Dieses IT-Desaster hinterlässt die Große Koalition

Probleme beim Telekommunikationsgesetz, IT-SiG 2.0, Quellen-TKÜ und anderen Vorhaben. Große netzpolitische Erblast. Experte nennt Gesetzesvorhaben "Katastrophe".

Mitten in der Arbeit an einer ganzen Reihe von teils lange geplanten und von der EU eingeforderten IT-Gesetzen sieht sich die Bundesregierung zunehmender Kritik von Experten und Oppositionspolitikern ausgesetzt. Unter Zeitdruck liefere sie mangelhafte Qualität und Bürokratiemonster, missachte wissenschaftliche Grundlagen, untergrabe die Sicherheit und die Souveränität der Bürger sowie der Industrie und zerstöre Vertrauen in den Staat. Telepolis hat mit Politikern und Experten über einige der Vorhaben gesprochen.

Zunächst kamen die Novelle des Telekommunikationsgesetzes (TKG) und das IT-Sicherheitsgesetz 2.0 (IT-SiG 2.0), vom Bundestag am 22. und 23. April verabschiedet, in vielen Medien gut weg. "Schnelles Internet für alle" und "endlich Sicherheit vor Hackern", das seien doch gute Sachen, dafür lohnten sich auch Investitionen.

Doch Opposition und Experten beklagen unisono Entstehungsweise und Inhalt der Gesetze, die auf den letzten Metern und unter großem sowie selbst verschuldeten Zeitdruck – die Umsetzung von EU-Verordnungen wurde lange verschleppt – noch gravierende Änderungen verpasst bekamen.

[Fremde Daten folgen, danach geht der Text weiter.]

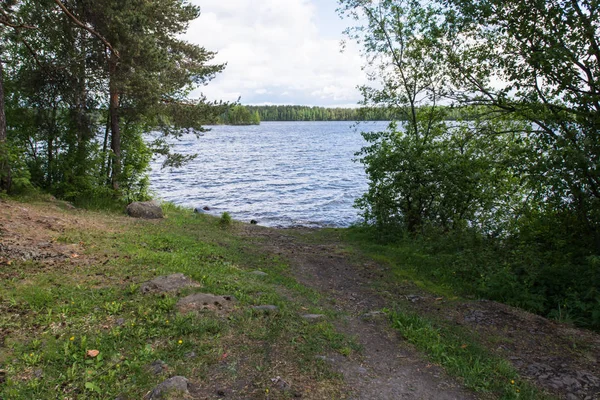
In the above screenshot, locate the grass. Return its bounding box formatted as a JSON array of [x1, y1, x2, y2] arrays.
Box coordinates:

Sachverständige, die als Experten in Ausschüsse geladen wurden, bemängelten beispielsweise bei der TKG-Novelle, dass ihre Expertise nicht gehört und offenbar gar nicht gewünscht war. Von "Missachtung des Parlaments" bis zur verfassungsrechtlichen "Katastrophe" angesichts der tiefen Grundrechtseingriffe und Überwachungsmaßnahmen, die das neue TK-Gesetz vorsieht, ist die Rede. Auch der IT-Mittelstand sieht eine "Chance verpasst", der Text sei voll von ungeeigneten Maßnahmen.

Das zentrale Vorhaben des IT-Sicherheitsgesetzes, das Bundesamt für Sicherheit in der Informationstechnik zur Hackerbehörde auszubauen, nennen Kritiker "pure Augenwischerei", die Deutschland nur noch unsicherer mache.

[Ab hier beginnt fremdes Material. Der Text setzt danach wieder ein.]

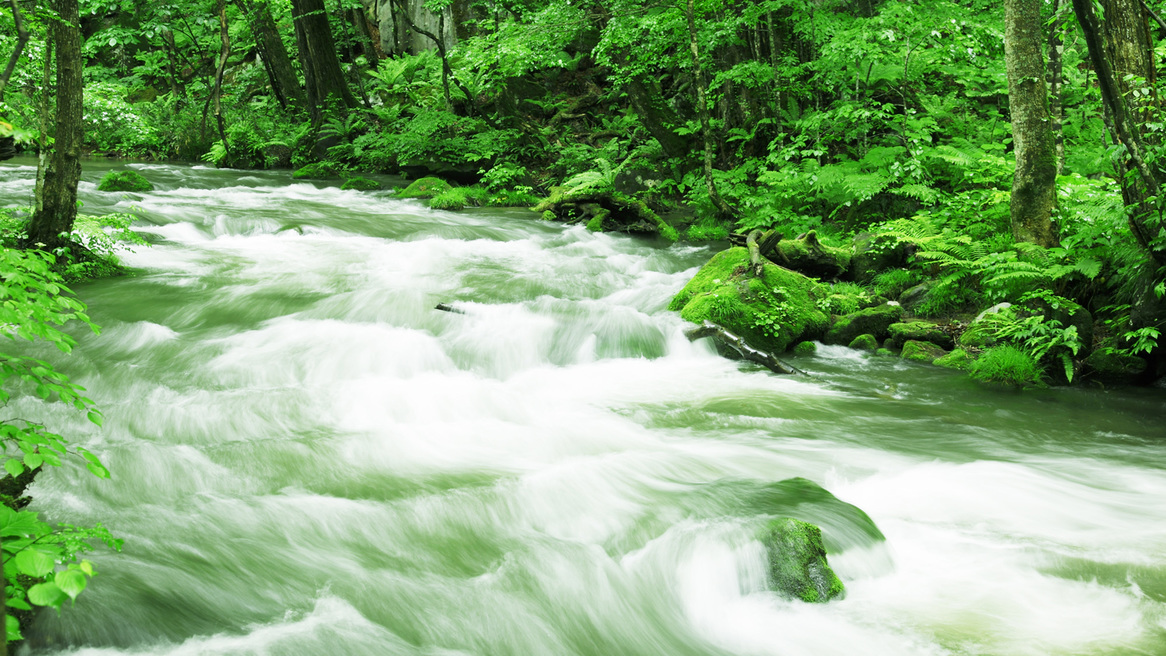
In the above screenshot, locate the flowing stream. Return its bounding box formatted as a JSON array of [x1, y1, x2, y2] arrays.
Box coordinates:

Manuel Atug, Sprecher der Arbeitsgemeinschaft Kritische Infrastrukturen (AG Kritis) und Sachverständiger im Bundestag für das IT-SiG 2.0, erklärt gegenüber Telepolis:

Das IT-SiG 2.0 zeigt weiterhin die eklatante Strategie- und Ziellosigkeit des Gesetzgebers im Cyberraum. Erfolglos wird der Spagat versucht: Einerseits will man offensiv befugniserweiternde Maßnahmen für Sicherheitsbehörden und Nachrichtendienste zur Gefahrenabwehr einbringen, andererseits aber auch die Cyberresilienz für Kritische Infrastrukturen erhöhen, also die robuste und widerstandsfähige Versorgung der Zivilbevölkerung durch KRITIS-Betreiber erhalten.

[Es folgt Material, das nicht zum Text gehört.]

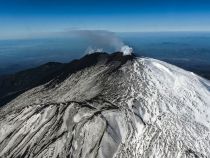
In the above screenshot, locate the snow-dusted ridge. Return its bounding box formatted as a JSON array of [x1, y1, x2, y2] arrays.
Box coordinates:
[[0, 53, 210, 158]]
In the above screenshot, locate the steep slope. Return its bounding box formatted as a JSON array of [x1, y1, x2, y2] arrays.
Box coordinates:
[[0, 53, 210, 158]]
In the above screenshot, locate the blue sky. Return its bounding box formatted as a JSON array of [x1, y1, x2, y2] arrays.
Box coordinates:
[[0, 0, 210, 39]]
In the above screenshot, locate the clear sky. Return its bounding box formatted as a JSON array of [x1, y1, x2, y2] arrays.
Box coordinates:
[[0, 0, 210, 39]]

Manuel Atug, Sprecher AG KRITIS

Aber wer Hintertüren aufmacht oder anordnet, so wie es das IT-SiG vorsieht, zerstört gleichzeitig jegliche Sicherheit. Wer seine Haustüre offen lässt, damit die Polizei im Notfall schneller helfen kann, gestattet auch Kriminellen den Zugang - eine Binsenweisheit. Wer Briefe verbietet und Postkarten zum Standard erklärt, untergräbt das Vertrauen der Bürger und leistet Fake-News und dubiosen Gestalten Schützenhilfe.

Genau das, meint Atug, nimmt der Gesetzgeber wohl bewusst und billigend in Kauf, anders könne man sich nicht erklären, "warum die gesetzlich vorgeschriebene Evaluierung der Wirksamkeit der seit sechs Jahren bestehenden Gesetzeslage nicht vorgenommen wurde". Das sei "fast schon wissenschaftsfeindlich und schlicht verantwortungslos", so Atug weiter.